# wallings bullyson (2xw) (1xl)



## Diggit (Jan 24, 2011)

after looking around the net for pics of my dogs family...
I thought id share a few pictures I have never seen of bullyson with you !


----------



## meno222 (Jan 4, 2008)

nice. my dog has bullyson on his 7th generation. good to see those pics.


----------



## Sadie (Jun 18, 2008)

Here are a few more to add ....


----------



## koeJ007 (Nov 1, 2011)

Nice pics. Rio's pitbull Kingdom has quite a nice, quick write up about different bloodlines stories. I think I may have read about Bullyson there- although I may be mistaken. I found them to be a good read anyhow.

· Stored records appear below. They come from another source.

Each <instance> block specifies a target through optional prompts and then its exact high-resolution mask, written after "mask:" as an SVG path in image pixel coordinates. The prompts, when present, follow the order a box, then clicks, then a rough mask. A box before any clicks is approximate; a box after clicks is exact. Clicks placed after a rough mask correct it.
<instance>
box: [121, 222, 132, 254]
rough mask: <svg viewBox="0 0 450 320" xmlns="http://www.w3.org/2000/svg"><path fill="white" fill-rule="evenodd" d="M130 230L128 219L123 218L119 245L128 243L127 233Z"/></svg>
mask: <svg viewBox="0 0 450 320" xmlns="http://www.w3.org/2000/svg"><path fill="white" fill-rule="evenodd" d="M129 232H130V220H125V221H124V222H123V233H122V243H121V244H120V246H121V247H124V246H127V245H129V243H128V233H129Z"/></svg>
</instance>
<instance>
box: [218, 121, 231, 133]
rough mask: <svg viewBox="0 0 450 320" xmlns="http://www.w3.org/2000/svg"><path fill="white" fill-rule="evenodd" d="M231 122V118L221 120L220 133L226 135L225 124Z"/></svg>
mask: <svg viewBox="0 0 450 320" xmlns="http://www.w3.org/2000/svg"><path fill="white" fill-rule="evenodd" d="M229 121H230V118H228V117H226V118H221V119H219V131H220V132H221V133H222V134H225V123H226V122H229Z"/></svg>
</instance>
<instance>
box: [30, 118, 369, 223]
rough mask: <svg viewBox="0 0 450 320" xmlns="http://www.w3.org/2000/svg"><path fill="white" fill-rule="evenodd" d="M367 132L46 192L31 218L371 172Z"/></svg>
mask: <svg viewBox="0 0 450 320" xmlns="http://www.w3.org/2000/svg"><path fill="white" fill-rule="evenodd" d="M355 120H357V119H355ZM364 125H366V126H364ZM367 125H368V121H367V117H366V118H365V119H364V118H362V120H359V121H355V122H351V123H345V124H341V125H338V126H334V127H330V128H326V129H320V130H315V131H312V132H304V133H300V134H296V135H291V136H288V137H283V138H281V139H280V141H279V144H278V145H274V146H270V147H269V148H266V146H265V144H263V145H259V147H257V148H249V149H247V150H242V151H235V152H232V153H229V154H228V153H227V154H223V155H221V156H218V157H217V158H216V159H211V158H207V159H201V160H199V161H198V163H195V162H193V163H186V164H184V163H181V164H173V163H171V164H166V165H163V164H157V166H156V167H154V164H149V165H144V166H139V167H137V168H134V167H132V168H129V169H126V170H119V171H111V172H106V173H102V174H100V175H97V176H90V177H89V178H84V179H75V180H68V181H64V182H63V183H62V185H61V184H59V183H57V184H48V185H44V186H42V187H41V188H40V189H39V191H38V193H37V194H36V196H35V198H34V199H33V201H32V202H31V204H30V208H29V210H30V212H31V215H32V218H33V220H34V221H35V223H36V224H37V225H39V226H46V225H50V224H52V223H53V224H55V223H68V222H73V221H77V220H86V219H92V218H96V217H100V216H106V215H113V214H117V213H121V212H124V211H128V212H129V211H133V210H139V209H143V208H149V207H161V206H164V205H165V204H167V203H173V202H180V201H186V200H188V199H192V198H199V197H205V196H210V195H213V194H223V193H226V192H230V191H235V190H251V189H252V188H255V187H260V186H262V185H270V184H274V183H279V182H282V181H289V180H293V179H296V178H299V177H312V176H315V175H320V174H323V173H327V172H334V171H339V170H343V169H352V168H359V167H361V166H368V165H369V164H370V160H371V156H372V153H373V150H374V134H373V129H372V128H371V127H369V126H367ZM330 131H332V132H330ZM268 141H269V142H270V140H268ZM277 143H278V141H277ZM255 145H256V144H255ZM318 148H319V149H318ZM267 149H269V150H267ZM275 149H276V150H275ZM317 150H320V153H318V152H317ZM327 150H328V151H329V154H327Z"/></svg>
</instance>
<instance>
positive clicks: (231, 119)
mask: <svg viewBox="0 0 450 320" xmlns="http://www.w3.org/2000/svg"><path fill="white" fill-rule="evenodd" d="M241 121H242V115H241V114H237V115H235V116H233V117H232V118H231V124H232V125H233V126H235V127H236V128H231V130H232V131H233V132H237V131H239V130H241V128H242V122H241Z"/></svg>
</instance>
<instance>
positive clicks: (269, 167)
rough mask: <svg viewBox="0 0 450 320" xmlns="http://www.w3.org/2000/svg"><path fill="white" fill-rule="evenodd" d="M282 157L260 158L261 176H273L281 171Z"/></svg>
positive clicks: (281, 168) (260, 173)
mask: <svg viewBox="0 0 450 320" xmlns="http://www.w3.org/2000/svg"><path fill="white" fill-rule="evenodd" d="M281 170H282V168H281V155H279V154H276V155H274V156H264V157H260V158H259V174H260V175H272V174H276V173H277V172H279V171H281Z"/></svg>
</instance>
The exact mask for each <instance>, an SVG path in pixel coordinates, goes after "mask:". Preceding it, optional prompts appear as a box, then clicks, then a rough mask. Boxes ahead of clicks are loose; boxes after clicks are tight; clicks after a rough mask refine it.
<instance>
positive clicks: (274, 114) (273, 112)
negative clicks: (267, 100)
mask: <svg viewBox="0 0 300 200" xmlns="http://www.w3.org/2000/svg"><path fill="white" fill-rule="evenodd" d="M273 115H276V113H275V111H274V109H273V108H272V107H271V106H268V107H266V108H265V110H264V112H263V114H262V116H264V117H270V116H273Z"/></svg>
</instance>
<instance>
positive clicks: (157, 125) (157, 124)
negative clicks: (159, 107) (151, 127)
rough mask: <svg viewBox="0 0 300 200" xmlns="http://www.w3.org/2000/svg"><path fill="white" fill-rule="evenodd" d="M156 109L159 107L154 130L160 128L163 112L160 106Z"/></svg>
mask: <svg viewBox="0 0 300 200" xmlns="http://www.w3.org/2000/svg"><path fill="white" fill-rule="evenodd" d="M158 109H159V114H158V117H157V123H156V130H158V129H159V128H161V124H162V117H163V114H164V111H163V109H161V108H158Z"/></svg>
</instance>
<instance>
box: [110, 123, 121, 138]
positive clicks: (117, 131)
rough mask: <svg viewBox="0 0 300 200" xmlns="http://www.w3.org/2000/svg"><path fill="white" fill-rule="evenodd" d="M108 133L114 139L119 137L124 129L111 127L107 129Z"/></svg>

Has anybody read those bloodline stories? I wouldn't mind some of your thoughts on them


----------



## Diggit (Jan 24, 2011)

koeJ007 said:


> Nice pics. Rio's pitbull Kingdom has quite a nice, quick write up about different bloodlines stories. I think I may have read about Bullyson there- although I may be mistaken. I found them to be a good read anyhow. Has anybody read those bloodline stories? I wouldn't mind some of your thoughts on them


yep I read it too 

just like with every story we need to take it with a grain of salt... it could be 100% true. or maybe stretched a bit just like everything else.

bullyson is a large factor in the lines im working with.

thanks for the pics


----------



## Old_Blood (Jan 10, 2008)

Nice share. Some I had but some I didn't. All mine have bullyson.


----------



## Firehazard (Dec 4, 2009)

Hoagie is Smiths Ch Hog, Halls:Brujo, LaBruha, Spike, and Morfins Afogutu .. on top.. all in which were made up of stacking bullyson ..


----------



## Diggit (Jan 24, 2011)

CH kannon the male I just used is 28X bullyson and you can really tell in him and his family members lol. 

didnt count how many times bunny was bullyson but shes a lot as well... shes got midnight cowboy about 20x. im sure theres more bullyson behind that boyles infusion she has.

its nice to see the similarities from way back still in there


----------



## APASA (Dec 27, 2010)

I've read the Rio Pitbulls Bloodline Stories. Loved em. Mayday's and Bullyson's were my favorites along with either GR CH or CH "35"


----------



## 9361 (Jun 25, 2009)

Great pics. I like the bullyson blood I have seen.


----------



## Sucker For A Rednose (Sep 11, 2011)

Very nice pics everyone,
great to see some history thrown down!


----------



## michelle (Feb 12, 2014)

Nice photos. When I was a kid, we had 2 of Bullyson's granddaughters. That is a fact.


----------